Re: Suboptimal plan when IN(...), ORDER BY and LIMIT are used (no JOINs)

От
Dmitry Koterov
Дата:
Yeah, that was a plan for a query before its simplification. But effect is still the same, and also the question is still the same - why a bitmap scan is preferred over a number of individual index scans with fetching first 50 elements from each. (Also, replacing LIMIT 50 to LIMIT 2 doesn't seem to change anything, although having 2 here should logically make it prefer 8 index scans with selecting 2 first elements from each over selecting 186051 rows in one bitmap index scan.)

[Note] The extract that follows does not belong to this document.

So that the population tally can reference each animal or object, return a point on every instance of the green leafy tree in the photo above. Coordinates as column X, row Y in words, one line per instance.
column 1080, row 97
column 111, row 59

Here is the plan for the exact query with LIMIT=2:

CREATE TABLE roles(
  id bigint NOT NULL,
  id1 bigint,
  created_at timestamptz NOT NULL
);
CREATE INDEX roles_asset_created_desc ON roles(id1, created_at DESC);

EXPLAIN ANALYZE SELECT * FROM roles
WHERE id1 IN(
  '1001361878439251615', '1001349402553202617', '1001329448424677858',
  '1001348457743394950', '1001361706624116300', '1001338330225145648',
  '1001363186688934748', '1001366841628692013'
)
ORDER BY created_at DESC LIMIT 2;

 Limit  (cost=49712.75..49712.99 rows=2 width=42) (actual time=82.611..83.462 rows=2 loops=1)
   ->  Gather Merge  (cost=49712.75..67421.89 rows=151782 width=42) (actual time=82.611..83.459 rows=2 loops=1)
         Workers Planned: 2
         Workers Launched: 2
         ->  Sort  (cost=48712.73..48902.46 rows=75891 width=42) (actual time=70.404..70.404 rows=2 loops=3)
               Sort Key: created_at DESC
               Sort Method: top-N heapsort  Memory: 25kB
               Worker 0:  Sort Method: top-N heapsort  Memory: 25kB
               Worker 1:  Sort Method: top-N heapsort  Memory: 25kB
               ->  Parallel Bitmap Heap Scan on roles  (cost=4266.99..47953.82 rows=75891 width=42) (actual time=7.854..57.664 rows=61255 loops=3)
                     Recheck Cond: (id1 = ANY ('{1001361878439251615,1001349402553202617,1001329448424677858,1001348457743394950,1001361706624116300,1001338330225145648,1001363186688934748,1001366841628692013}'::bigint[]))
                     Heap Blocks: exact=6886
                     ->  Bitmap Index Scan on roles_asset_created_desc  (cost=0.00..4221.46 rows=182139 width=0) (actual time=14.031..14.031 rows=186051 loops=1)
                           Index Cond: (id1 = ANY ('{1001361878439251615,1001349402553202617,1001329448424677858,1001348457743394950,1001361706624116300,1001338330225145648,1001363186688934748,1001366841628692013}'::bigint[]))
 Planning Time: 0.074 ms
 Execution Time: 83.491 ms


On Wed, Apr 14, 2021 at 5:41 PM Michael Lewis <mlewis@entrata.com> wrote:
Your query and explain analyze output do not seem to match.

Filter: (cred_id = '1001344096118566254'::bigint)

I don't see anything like that in your query, nor an index that would support accomplishing that without filtering after fetching the 184k rows initially like the planner does.